Risk Aversion, Falling Crude Oil Prices Overshadow Canada’s Data, CAD Drops

Macroeconomic data released in Canada today was very good, but it did not prevent the Canadian dollar from falling. Risk aversion caused by trade wars and falling prices for crude oil, Canada’s major export, were responsible for the currency’s lackluster performance.
Canada’s gross domestic product rose 0.5% in March after falling 0.2% in April. That was a bit bigger increase than a 0.4% gain predicted by analysts.
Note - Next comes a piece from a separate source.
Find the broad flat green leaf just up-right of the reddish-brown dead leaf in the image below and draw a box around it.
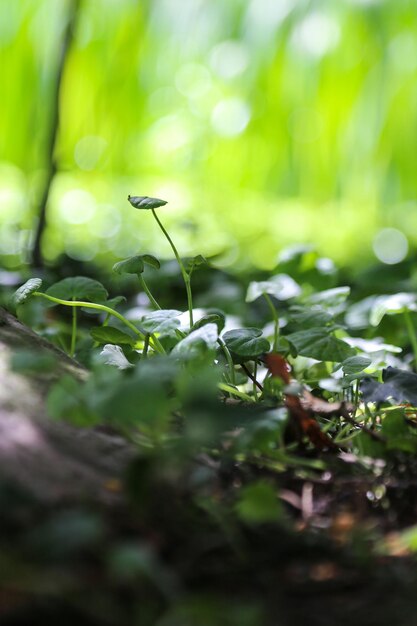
[285,328,355,363]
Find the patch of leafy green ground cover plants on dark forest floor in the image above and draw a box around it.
[5,196,417,626]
Gains were registered in 16 of 20 sectors.
The Industrial Product Price Index rose 0.8% in April, slightly exceeding the forecast of a 0.7% gain. The Raw Materials Price Index climbed 5.6%, much more than analysts had predicted — 2.3%. The gain was largely caused by rising crude oil prices.
Talking about crude, oil prices dropped more than 2% today after sinking more than 4% yesterday. As a result, the commodity was heading to the worst monthly performance in six months.
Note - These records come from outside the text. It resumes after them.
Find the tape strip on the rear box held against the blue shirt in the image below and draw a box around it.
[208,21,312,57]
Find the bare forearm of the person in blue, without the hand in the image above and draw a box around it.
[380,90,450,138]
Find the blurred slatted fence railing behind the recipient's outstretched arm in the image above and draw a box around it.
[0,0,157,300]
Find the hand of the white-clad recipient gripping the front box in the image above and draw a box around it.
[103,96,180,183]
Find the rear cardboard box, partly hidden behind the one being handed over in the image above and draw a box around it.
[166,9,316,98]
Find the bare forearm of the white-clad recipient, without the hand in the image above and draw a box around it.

The news of a sudden trade war between the United States and Mexico shocked markets, sending riskier commodity-geared currencies down. The Canadian dollar was among them.
USD/CAD rose from 1.3498 to 1.3539 as of 13:47 GMT today, touching the high of 1.3564 intraday. EUR/CAD climbed from 1.5022 to 1.5103. CAD/JPY sank from 81.19 to 80.35, trading near the lowest level since January 4.